At first I thought I might be reading a Swedish version of The Lovely Bones, because the first chapter of the book is narrated by a young woman, Wilma, who has been murdered. Set in northern Sweden Wilma and her boyfriend go to a lake, cut a hole in the ice and go diving. Someone prohibits them from resurfacing and they drown.
Months later her body is found in a river. It looks like a diving accident, however, a few oddities suggest that this was not an accident: green paint under her fingernails, one glove removed from her hand, and the water in her lungs is not the same as the river water. In comes Rebecka Martinsson, a prosecutor in a nearby town, recently of Stockholm.
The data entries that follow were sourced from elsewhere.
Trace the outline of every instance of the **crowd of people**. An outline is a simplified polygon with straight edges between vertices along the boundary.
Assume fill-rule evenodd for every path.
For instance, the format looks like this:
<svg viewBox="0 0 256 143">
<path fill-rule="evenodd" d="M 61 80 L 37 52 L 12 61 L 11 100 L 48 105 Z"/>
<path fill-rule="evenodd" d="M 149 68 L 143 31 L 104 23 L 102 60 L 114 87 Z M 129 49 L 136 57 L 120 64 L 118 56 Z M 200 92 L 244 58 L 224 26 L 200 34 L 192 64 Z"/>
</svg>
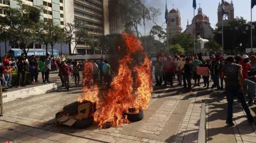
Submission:
<svg viewBox="0 0 256 143">
<path fill-rule="evenodd" d="M 200 80 L 203 78 L 204 86 L 210 88 L 210 79 L 213 84 L 211 90 L 224 92 L 227 97 L 227 118 L 226 123 L 231 126 L 232 122 L 232 104 L 235 97 L 237 97 L 243 106 L 250 123 L 254 119 L 248 108 L 254 104 L 256 90 L 256 56 L 247 55 L 230 56 L 226 59 L 222 55 L 212 54 L 210 59 L 205 60 L 197 55 L 193 58 L 175 54 L 170 57 L 158 56 L 153 64 L 156 78 L 156 86 L 173 86 L 176 76 L 178 85 L 183 85 L 187 92 L 193 87 L 200 87 Z M 162 83 L 162 81 L 164 81 Z M 182 84 L 182 82 L 183 82 Z M 247 96 L 245 96 L 246 95 Z M 247 98 L 246 104 L 245 97 Z"/>
</svg>

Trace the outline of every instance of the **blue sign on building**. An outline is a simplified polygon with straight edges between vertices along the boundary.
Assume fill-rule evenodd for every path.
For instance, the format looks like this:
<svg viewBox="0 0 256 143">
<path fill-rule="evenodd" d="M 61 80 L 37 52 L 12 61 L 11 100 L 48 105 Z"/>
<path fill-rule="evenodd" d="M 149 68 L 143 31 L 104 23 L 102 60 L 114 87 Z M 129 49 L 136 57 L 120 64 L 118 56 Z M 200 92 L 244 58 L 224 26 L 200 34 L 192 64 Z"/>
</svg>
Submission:
<svg viewBox="0 0 256 143">
<path fill-rule="evenodd" d="M 28 49 L 26 49 L 26 51 L 28 51 Z M 48 51 L 49 54 L 52 54 L 51 50 L 48 50 Z M 13 54 L 14 57 L 19 57 L 24 52 L 22 50 L 20 49 L 11 49 L 10 50 L 9 50 L 9 53 Z M 46 50 L 44 49 L 29 49 L 28 51 L 28 57 L 31 57 L 32 55 L 34 55 L 37 57 L 43 57 L 46 56 Z M 57 50 L 53 50 L 52 54 L 53 55 L 59 55 L 59 52 Z"/>
</svg>

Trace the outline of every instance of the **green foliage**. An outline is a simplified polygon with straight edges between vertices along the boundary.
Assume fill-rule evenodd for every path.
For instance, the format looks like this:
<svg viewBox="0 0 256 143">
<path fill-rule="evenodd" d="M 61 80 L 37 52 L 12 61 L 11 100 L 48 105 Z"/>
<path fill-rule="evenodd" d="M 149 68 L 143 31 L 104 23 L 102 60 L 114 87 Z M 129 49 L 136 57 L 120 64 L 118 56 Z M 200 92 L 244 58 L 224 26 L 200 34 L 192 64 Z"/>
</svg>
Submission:
<svg viewBox="0 0 256 143">
<path fill-rule="evenodd" d="M 64 27 L 64 33 L 65 41 L 69 45 L 69 55 L 72 54 L 71 51 L 71 44 L 72 43 L 75 43 L 75 49 L 73 51 L 73 53 L 75 49 L 76 48 L 77 42 L 83 42 L 85 46 L 93 46 L 94 42 L 96 42 L 88 33 L 85 23 L 81 23 L 78 21 L 74 21 L 73 23 L 66 23 Z"/>
<path fill-rule="evenodd" d="M 39 42 L 45 44 L 46 52 L 49 44 L 51 45 L 52 52 L 54 45 L 56 42 L 61 41 L 61 38 L 63 37 L 61 29 L 59 25 L 55 25 L 51 20 L 46 22 L 40 21 L 37 24 L 36 31 Z M 51 54 L 52 54 L 52 53 Z"/>
<path fill-rule="evenodd" d="M 190 34 L 181 33 L 170 37 L 169 44 L 179 44 L 184 48 L 185 52 L 191 53 L 193 51 L 193 38 Z"/>
<path fill-rule="evenodd" d="M 166 46 L 164 43 L 155 39 L 153 37 L 142 37 L 140 39 L 142 45 L 148 53 L 163 53 L 166 51 Z"/>
<path fill-rule="evenodd" d="M 220 45 L 214 39 L 211 39 L 205 43 L 204 47 L 212 51 L 218 51 L 220 50 Z"/>
<path fill-rule="evenodd" d="M 145 20 L 151 19 L 149 9 L 140 0 L 117 1 L 117 3 L 119 3 L 122 7 L 126 31 L 130 31 L 131 27 L 134 27 L 136 30 L 137 37 L 139 37 L 138 27 L 142 25 L 143 23 L 143 14 Z"/>
<path fill-rule="evenodd" d="M 177 53 L 179 55 L 183 54 L 185 53 L 184 49 L 178 43 L 170 45 L 168 50 L 173 54 Z"/>
</svg>

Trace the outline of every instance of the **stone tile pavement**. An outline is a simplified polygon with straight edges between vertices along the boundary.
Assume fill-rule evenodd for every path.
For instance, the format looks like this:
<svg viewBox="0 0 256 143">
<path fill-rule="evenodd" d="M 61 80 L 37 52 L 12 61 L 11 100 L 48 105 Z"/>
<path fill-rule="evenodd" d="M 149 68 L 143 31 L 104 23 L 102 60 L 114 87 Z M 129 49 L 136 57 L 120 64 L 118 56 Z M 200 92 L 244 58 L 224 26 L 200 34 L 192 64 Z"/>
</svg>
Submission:
<svg viewBox="0 0 256 143">
<path fill-rule="evenodd" d="M 202 100 L 207 103 L 208 142 L 256 142 L 256 127 L 249 125 L 239 104 L 234 107 L 236 126 L 227 127 L 223 94 L 201 88 L 190 93 L 177 86 L 156 88 L 144 119 L 137 122 L 107 129 L 55 127 L 55 113 L 80 94 L 73 88 L 5 104 L 0 142 L 197 142 Z"/>
</svg>

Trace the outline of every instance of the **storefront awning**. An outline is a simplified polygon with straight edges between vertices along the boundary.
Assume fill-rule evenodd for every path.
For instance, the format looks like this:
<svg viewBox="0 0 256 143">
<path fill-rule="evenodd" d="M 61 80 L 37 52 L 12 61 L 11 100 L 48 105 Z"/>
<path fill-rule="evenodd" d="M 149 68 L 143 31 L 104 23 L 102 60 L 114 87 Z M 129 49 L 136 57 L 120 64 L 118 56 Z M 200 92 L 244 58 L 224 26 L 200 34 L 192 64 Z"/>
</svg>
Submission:
<svg viewBox="0 0 256 143">
<path fill-rule="evenodd" d="M 28 51 L 28 49 L 26 49 L 26 51 Z M 51 50 L 48 50 L 48 51 L 49 54 L 52 54 Z M 14 55 L 14 57 L 19 57 L 21 55 L 21 54 L 22 53 L 23 53 L 24 52 L 22 50 L 20 49 L 11 49 L 11 50 L 10 50 L 9 51 L 9 53 L 13 54 L 13 55 Z M 34 55 L 35 56 L 37 56 L 37 57 L 43 57 L 43 56 L 46 56 L 46 50 L 45 50 L 45 49 L 29 49 L 28 52 L 28 56 L 30 57 L 32 55 Z M 57 50 L 53 50 L 53 55 L 59 55 L 59 51 Z"/>
</svg>

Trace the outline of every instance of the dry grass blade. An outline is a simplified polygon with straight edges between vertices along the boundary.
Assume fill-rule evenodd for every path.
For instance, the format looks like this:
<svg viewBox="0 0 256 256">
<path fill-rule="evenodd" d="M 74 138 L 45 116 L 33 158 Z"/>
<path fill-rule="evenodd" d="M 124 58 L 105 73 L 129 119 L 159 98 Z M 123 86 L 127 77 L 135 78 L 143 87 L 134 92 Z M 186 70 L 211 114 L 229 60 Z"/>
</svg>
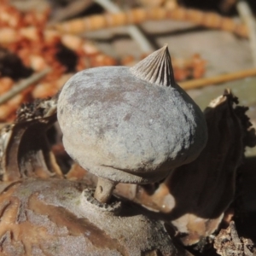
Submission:
<svg viewBox="0 0 256 256">
<path fill-rule="evenodd" d="M 212 78 L 205 78 L 200 79 L 181 82 L 179 85 L 184 90 L 195 89 L 212 85 L 216 84 L 225 83 L 232 80 L 241 79 L 247 77 L 256 76 L 256 68 L 242 70 L 239 72 L 230 73 L 227 74 L 218 75 Z"/>
</svg>

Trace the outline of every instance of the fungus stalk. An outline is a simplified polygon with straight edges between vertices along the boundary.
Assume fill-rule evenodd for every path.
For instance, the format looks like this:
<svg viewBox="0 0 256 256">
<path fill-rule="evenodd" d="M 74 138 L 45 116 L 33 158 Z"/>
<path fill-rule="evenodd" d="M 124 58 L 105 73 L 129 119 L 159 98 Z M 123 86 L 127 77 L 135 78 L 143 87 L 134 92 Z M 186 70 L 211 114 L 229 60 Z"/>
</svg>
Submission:
<svg viewBox="0 0 256 256">
<path fill-rule="evenodd" d="M 99 177 L 94 197 L 101 203 L 107 203 L 112 196 L 112 192 L 117 183 Z"/>
</svg>

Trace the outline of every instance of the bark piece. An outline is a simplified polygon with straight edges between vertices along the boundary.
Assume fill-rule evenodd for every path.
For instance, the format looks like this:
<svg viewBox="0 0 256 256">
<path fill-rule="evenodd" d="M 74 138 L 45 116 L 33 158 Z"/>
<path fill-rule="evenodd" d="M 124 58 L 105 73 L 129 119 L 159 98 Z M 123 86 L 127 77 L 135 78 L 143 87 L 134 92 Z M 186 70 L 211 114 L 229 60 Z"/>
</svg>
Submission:
<svg viewBox="0 0 256 256">
<path fill-rule="evenodd" d="M 252 240 L 239 237 L 234 221 L 215 237 L 214 248 L 222 256 L 253 256 L 256 253 L 256 247 Z"/>
</svg>

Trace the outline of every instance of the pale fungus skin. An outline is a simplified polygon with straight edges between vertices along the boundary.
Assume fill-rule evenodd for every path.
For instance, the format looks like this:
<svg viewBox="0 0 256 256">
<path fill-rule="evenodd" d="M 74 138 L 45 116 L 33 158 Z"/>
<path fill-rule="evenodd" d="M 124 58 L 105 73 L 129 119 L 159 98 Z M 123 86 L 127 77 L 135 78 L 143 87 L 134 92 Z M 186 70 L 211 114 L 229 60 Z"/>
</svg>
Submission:
<svg viewBox="0 0 256 256">
<path fill-rule="evenodd" d="M 115 183 L 157 182 L 194 160 L 207 139 L 202 112 L 174 81 L 166 45 L 131 68 L 76 73 L 57 108 L 67 152 Z"/>
</svg>

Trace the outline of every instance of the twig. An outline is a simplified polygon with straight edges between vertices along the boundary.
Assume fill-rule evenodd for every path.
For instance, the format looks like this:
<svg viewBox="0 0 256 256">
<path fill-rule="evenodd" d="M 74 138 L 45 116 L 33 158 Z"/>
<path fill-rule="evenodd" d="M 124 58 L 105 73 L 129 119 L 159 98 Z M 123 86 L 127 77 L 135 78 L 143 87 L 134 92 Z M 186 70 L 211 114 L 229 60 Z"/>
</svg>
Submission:
<svg viewBox="0 0 256 256">
<path fill-rule="evenodd" d="M 50 71 L 50 67 L 45 68 L 44 70 L 32 75 L 31 77 L 21 82 L 20 84 L 14 85 L 10 90 L 0 96 L 0 105 L 5 103 L 7 101 L 19 94 L 20 91 L 24 90 L 26 88 L 32 85 L 34 83 L 43 79 Z"/>
<path fill-rule="evenodd" d="M 225 83 L 232 80 L 241 79 L 247 77 L 256 76 L 256 68 L 242 70 L 212 78 L 194 79 L 187 82 L 181 82 L 179 85 L 184 90 L 204 87 L 215 84 Z"/>
<path fill-rule="evenodd" d="M 238 1 L 236 9 L 241 20 L 248 28 L 248 37 L 253 52 L 253 66 L 256 67 L 256 23 L 253 15 L 246 1 Z"/>
<path fill-rule="evenodd" d="M 53 26 L 61 33 L 81 33 L 106 27 L 140 24 L 147 20 L 173 20 L 189 21 L 198 26 L 213 29 L 221 29 L 247 38 L 247 26 L 235 22 L 234 20 L 223 17 L 216 13 L 206 13 L 182 7 L 174 9 L 165 8 L 132 9 L 126 12 L 91 15 L 83 19 L 75 19 Z"/>
<path fill-rule="evenodd" d="M 109 0 L 95 0 L 94 2 L 100 4 L 111 13 L 116 14 L 121 12 L 121 9 Z M 154 49 L 149 44 L 148 40 L 136 26 L 130 25 L 126 28 L 131 38 L 133 38 L 140 46 L 143 53 L 148 54 L 154 51 Z"/>
</svg>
She works with police inspector Anna-Maria Mella, whose confidence has been shaken by a recent incident in which she and her partner were put in life threatening danger due to her actions. Anna-Maria struggles with the colleague, being the mother of four kids and with Martinsson who exerts more control than her prior boss.
The murder is tied to a cover-up of actions that took place during World War II. Someone collaborated with the Germans to such an extent that 60 years later they are still anxious to keep the story under wraps. The book captures the cold and desolation of northern Sweden very well. The residents of Kurravaara are old and tough, some gentle and kind, others are mean as snakes. Martinsson is a strong character, and although she does have issues with her lover who is in Stockholm, Larsson keeps her focused on the action to the north. Wilma narrates numerous chapters, but not all. Her spirit is present throughout the story until the mystery is solved. Her presence works pretty well, alongside Rebecka and the others.